So this week we learned just how upset I can get if I'm consistently distracted by some asshole who wants access to the property to do maintenance work, but doesn't first get proof of approval for the work to be done. No dude, I'm not going to let you in here unless you have a reason to be here that is okayed by the right people, you're literally a stranger on my doorstep with no prior warning or appointment. Give me fucking strength. It's hard enough staying on-task without having some random guy come and pester you in your home for two days straight. I'm hoping I've got it sorted now and he can do his work and then go away, never to be seen again. I'm getting super frustrated with the amount of spanners in the works when I'm honestly just trying to do really big things here in my own life. Oh well. I'm doing the best I can.
I got an interesting message today, so it's not all bad news. I might have an opportunity on the horizon, simply because I had the courage to put my hand up about something. We will see where it leads I guess. Bear with me today, as I'm pretty short-fused as a result of being pushed and provoked too much this morning. On a positive note, I had started to really feel like shit this week, and I think I've at least resolved that with my specialist. I wonder what it's like to wake up in the morning and have your body do what it's told without having to do all of this extra work? Idk, I mean I guess I don't care so much, but it would be nice if those that did wake up like that could not assume that everyone wakes up that way. I'm rambling. I'll get to my point.
Despite constant struggles and challenges this week, I'm still on the right path and there are a few good opportunities on my horizon, which may end up being fruitful with a bit of perseverance and a hell of a lot of luck. Here's hoping.

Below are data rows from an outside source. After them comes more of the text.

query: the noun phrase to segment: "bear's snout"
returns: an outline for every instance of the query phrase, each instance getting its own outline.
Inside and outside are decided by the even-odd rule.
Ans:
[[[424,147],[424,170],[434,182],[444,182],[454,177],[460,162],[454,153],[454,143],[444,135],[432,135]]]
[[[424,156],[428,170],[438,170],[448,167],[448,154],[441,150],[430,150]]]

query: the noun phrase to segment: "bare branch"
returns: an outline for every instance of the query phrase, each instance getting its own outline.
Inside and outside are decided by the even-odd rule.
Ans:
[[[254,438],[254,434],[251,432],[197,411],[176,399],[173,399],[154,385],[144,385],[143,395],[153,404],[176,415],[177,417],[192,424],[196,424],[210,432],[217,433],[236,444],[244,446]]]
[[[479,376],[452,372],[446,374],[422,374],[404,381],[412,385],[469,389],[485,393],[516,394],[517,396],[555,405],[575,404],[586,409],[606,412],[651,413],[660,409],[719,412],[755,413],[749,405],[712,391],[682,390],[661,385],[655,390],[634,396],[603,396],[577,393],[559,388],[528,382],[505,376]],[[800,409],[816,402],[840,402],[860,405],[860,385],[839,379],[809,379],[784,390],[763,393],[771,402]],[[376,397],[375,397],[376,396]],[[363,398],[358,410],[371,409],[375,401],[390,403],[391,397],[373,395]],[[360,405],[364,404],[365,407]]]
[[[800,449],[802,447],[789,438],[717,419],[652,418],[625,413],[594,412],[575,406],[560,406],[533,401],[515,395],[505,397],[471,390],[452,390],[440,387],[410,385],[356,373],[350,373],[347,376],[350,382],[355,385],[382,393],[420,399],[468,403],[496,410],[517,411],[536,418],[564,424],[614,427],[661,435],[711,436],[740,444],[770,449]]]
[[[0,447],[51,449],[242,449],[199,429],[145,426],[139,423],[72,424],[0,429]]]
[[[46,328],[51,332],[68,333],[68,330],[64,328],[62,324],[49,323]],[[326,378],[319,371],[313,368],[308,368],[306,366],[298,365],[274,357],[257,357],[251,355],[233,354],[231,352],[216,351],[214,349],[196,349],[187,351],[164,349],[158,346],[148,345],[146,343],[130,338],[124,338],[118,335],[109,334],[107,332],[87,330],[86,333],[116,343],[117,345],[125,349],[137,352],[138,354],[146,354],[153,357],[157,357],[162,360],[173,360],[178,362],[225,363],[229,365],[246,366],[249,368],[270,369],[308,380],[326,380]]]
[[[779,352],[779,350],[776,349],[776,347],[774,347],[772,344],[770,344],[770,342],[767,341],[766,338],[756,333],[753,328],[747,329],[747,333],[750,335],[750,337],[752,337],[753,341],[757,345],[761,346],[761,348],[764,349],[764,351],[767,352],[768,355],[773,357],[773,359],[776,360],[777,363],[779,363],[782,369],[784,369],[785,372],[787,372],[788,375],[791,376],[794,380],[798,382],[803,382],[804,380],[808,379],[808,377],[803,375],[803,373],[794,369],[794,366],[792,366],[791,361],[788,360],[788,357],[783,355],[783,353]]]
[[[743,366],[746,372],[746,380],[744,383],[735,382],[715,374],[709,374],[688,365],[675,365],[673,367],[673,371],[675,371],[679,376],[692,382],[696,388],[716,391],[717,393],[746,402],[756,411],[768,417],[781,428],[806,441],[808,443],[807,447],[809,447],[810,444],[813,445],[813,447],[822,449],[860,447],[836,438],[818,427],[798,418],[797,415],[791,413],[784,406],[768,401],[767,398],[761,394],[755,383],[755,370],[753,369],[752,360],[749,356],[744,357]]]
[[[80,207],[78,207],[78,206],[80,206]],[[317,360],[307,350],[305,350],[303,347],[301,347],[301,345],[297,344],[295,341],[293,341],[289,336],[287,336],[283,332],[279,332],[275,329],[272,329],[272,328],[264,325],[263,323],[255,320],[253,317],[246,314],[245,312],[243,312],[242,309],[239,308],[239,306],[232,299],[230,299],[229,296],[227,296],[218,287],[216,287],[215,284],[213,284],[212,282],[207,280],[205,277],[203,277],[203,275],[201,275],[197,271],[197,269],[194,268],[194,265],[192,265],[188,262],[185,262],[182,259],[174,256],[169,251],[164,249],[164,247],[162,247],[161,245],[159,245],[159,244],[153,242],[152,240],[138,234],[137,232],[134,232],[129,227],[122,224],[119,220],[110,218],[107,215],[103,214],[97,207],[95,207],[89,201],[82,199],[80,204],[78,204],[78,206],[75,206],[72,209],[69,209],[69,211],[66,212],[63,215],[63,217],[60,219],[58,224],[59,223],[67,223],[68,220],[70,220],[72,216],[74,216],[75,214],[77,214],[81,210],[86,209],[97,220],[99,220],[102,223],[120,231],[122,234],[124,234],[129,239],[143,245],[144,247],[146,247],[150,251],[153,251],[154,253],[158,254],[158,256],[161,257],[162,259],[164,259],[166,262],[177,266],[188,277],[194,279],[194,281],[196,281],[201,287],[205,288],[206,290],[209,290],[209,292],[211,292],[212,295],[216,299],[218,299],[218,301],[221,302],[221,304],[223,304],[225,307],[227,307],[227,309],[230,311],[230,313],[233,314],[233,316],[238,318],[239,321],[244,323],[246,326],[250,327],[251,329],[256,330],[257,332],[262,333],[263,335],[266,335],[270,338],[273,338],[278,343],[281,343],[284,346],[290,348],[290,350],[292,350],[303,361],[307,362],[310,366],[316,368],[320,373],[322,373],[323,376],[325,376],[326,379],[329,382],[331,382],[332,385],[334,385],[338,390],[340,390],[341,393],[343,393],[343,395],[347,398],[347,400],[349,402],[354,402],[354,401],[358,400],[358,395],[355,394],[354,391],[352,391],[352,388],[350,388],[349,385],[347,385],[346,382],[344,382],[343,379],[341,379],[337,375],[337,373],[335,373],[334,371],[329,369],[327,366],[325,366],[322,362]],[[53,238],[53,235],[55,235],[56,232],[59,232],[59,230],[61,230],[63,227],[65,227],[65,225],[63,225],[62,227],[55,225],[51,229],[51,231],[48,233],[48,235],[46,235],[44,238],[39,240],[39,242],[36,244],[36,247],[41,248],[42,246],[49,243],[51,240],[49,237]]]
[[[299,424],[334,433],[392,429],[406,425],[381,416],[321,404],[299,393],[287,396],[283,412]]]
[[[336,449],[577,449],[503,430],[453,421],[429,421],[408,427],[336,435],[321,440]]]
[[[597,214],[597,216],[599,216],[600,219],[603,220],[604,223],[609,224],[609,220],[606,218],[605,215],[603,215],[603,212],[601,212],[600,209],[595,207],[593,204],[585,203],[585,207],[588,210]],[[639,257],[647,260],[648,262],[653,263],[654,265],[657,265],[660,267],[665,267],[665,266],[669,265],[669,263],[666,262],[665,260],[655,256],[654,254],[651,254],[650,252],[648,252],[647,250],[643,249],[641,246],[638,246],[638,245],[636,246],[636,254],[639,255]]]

I'm honestly looking forward to the weekend for once. I've felt so down and unmotivated this week, I'm crossing my fingers that will lift over the weekend and allow me to keep going with my goals. Plus, I have a few meet-ups here and there to look forward to.
There's a million other things on my mind, but not much else is relevant, so I'll leave it out. I'm wondering about a few things with friends and where that will go, but I think things are on-track for now. I can't wait for this stage of my life to be better resolved and be at my next checkpoint for things achieved. There's so much going on right now in general with work, the house, just everything. I want less talk and more action!